US and Cuba to re-establish diplomatic relations, presidents to make public addresses
The United States and Cuba have agreed to re-establish diplomatic relations and open economic and travel ties, marking a historic shift in US policy toward the communist island after a half-century of enmity dating back to the Cold War, American officials said Wednesday.
The announcement came amid a series of sudden confidence-building measures between the longtime foes, including the release of American prisoner Alan Gross, as well as a swap for a US intelligence asset held in Cuba and the freeing of three Cubans jailed in the US Gross arrived at Andrews Air Force Base outside Washington.
President Barack Obama and Cuban President Raul Castro were to separately address their nations around noon.

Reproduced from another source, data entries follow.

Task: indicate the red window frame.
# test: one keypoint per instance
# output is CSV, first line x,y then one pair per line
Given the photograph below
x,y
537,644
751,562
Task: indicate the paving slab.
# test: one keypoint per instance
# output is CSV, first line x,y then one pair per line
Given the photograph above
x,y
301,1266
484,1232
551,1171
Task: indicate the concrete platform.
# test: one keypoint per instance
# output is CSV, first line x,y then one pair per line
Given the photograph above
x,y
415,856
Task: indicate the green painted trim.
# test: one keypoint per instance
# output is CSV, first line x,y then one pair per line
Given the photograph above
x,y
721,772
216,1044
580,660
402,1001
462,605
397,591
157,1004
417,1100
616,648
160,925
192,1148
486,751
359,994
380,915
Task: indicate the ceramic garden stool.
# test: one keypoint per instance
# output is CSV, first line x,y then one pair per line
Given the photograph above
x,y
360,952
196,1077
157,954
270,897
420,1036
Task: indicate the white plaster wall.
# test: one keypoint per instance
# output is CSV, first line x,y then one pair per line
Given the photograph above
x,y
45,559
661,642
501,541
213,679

The two leaders spoke by phone for more than 45 minutes Tuesday, the first substantive presidential-level discussion between the US and Cuba since 1961.
Wednesday's announcements followed more than a year of secret talks between US and Cuban officials in Canada and the Vatican.
US officials said Pope Francis was personally engaged in the process and sent separate letters to Obama and Castro this summer urging them to restart relations.
Officials spoke on the condition of anonymity because they were not authorised to discuss the matter publicly ahead of Obama's remarks.
Gross, 65, arrived back in the US shortly before Obama was to address the nation. Gross was released after more than five years in prison.
He was accompanied by his wife, Judy, along with several US lawmakers.